В "Волге" с распятой на радиаторе куклою, по-видимому, сидела невеста – но ее пока не было видно: чемто разноцветно искрящимся – с преобладанием снежнобелого – был иллюминован салон над задним сиденьем… Свидетель, сияя улыбкой, рванул за ручку заднюю дверь; из машины – как из включенного вдруг динамика – кнопочно грянул пронзительный визг и смех; коротко высветилось чье-то распяленное в жизнерадостном крике красногубое, раскрашенное матрешкой лицо; тонкие женские руки с малиновыми каплями чудовищно длинных – стручками – ногтей замелькали, отмахиваясь, перед носом свидетеля… Свидетель, улыбаясь до петлистых ушей (кажется, я увидел, где у него кончаются зубы), повернулся к неловко стоявшему рядом Тузову (тот привычно ссутулился и перенес тяжесть тела на правую ногу, выгнув левую по-женски немного внутрь: вышло беспомощно и неуклюже) и что-то ему сказал; Тузов, конфузливо улыбаясь, угловатыми порывистыми движениями суетливо побежал по карманам – и начал поспешно вытаскивать из них и совать в хищные красно-когтистые руки смятые в тряпку рубли, трояки… После каждой бумажки из салона раздавался как будто протестующий визг.

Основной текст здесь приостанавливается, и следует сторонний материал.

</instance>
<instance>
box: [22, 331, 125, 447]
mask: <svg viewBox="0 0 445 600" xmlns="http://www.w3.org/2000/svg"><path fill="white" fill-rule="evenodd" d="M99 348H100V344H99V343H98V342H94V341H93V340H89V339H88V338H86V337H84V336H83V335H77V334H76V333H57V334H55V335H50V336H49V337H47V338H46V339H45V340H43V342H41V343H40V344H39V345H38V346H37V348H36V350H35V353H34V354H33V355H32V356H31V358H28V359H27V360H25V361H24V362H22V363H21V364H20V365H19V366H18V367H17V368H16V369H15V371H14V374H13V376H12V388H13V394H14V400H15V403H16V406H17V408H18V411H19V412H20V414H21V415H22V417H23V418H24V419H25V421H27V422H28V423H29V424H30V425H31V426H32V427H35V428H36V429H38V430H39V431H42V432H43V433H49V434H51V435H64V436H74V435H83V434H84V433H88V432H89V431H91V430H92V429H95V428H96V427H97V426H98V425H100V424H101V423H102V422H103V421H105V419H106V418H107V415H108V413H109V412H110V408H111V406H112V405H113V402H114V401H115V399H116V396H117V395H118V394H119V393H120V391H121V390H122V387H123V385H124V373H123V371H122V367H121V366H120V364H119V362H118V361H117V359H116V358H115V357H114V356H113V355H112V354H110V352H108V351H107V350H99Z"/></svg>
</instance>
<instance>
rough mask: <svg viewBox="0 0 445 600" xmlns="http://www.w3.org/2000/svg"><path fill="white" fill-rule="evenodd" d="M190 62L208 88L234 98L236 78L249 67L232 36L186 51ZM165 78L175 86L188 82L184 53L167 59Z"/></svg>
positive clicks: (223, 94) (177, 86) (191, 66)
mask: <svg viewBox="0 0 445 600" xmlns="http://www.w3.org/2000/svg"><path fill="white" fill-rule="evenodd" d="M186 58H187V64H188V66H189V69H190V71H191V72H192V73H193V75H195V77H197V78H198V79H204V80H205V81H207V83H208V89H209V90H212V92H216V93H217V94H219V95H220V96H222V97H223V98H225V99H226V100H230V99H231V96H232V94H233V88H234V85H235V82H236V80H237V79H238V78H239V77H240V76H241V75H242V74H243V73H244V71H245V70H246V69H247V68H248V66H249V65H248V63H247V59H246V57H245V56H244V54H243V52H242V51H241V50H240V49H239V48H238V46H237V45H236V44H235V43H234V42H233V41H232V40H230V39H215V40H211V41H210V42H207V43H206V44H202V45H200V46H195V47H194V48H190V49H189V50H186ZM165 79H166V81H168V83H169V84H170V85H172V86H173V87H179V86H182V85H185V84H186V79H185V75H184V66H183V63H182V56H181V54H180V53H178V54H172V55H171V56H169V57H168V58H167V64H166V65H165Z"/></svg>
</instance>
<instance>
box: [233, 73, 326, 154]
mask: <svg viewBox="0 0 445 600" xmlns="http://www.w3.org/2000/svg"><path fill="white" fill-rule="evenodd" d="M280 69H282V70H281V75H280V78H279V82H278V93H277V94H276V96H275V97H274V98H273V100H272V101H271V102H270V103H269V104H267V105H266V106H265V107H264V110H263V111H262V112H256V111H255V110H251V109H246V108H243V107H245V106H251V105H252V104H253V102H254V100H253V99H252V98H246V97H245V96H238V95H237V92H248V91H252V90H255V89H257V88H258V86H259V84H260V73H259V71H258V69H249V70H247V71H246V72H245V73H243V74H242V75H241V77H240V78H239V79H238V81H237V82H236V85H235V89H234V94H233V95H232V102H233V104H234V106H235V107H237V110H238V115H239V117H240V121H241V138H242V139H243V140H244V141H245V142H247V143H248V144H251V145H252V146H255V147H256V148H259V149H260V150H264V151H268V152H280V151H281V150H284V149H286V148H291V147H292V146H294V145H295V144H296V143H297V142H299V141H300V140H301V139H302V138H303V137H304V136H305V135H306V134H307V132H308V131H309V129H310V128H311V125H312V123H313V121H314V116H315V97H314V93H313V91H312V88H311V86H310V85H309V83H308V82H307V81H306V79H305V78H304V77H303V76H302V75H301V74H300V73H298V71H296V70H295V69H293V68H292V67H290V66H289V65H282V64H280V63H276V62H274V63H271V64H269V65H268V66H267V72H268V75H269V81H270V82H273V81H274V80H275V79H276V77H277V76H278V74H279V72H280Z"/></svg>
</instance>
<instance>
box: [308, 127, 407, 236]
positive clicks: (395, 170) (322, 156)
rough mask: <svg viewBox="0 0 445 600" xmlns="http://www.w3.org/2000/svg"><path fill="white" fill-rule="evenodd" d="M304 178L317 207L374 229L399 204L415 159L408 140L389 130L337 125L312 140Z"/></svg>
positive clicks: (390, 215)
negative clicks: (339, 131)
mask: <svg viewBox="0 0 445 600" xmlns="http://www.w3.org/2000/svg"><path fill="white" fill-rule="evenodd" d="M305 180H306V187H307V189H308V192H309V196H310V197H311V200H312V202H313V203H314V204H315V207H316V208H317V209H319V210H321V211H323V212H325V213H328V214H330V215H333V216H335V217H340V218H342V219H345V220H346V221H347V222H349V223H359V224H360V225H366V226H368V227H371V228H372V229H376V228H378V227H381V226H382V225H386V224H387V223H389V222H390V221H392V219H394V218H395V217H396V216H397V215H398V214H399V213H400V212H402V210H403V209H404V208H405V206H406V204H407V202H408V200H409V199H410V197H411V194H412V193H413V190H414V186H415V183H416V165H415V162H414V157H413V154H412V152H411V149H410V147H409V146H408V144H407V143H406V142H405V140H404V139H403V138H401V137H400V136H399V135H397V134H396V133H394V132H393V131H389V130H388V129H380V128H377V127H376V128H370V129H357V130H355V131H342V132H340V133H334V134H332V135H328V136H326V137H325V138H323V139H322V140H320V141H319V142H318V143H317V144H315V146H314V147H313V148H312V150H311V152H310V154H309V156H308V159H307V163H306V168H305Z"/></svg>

– Что они там делают?… – шепотом спросил Славик.
– По-моему, выкупают невесту, – сказал я, немного знакомый с обычаем.
– Ужас какой-то, – сказала Лика.
– Все это напоминает сумасшедший дом, – сказала Зоя, скептически улыбаясь.
Наконец (Тузов вывернул уродливо вздыбившиеся пустые карманы: на асфальт высыпались, звеня, и покатились пять или шесть монет; он проводил их глазами и сделал движение – но не стал поднимать), – наконец, свидетель, пригнувшись, нырнул рукою в салон и буквально выволок из него (уши при этом резал просто какой-то нечеловеческий – электрический – визг) паукообразную, всклокоченную горгоной девицу – и запанибратски отпихнул ее на обочину. Тузов, помаргивая, наклонился, подал руку ладонью вверх – ему ответила тонкая, бледная, с голубоватой жилкой рука…
Вышла невеста.
– М-да, – прошептал Славик. – Как сказала бы тетя Миля, уж больно худа…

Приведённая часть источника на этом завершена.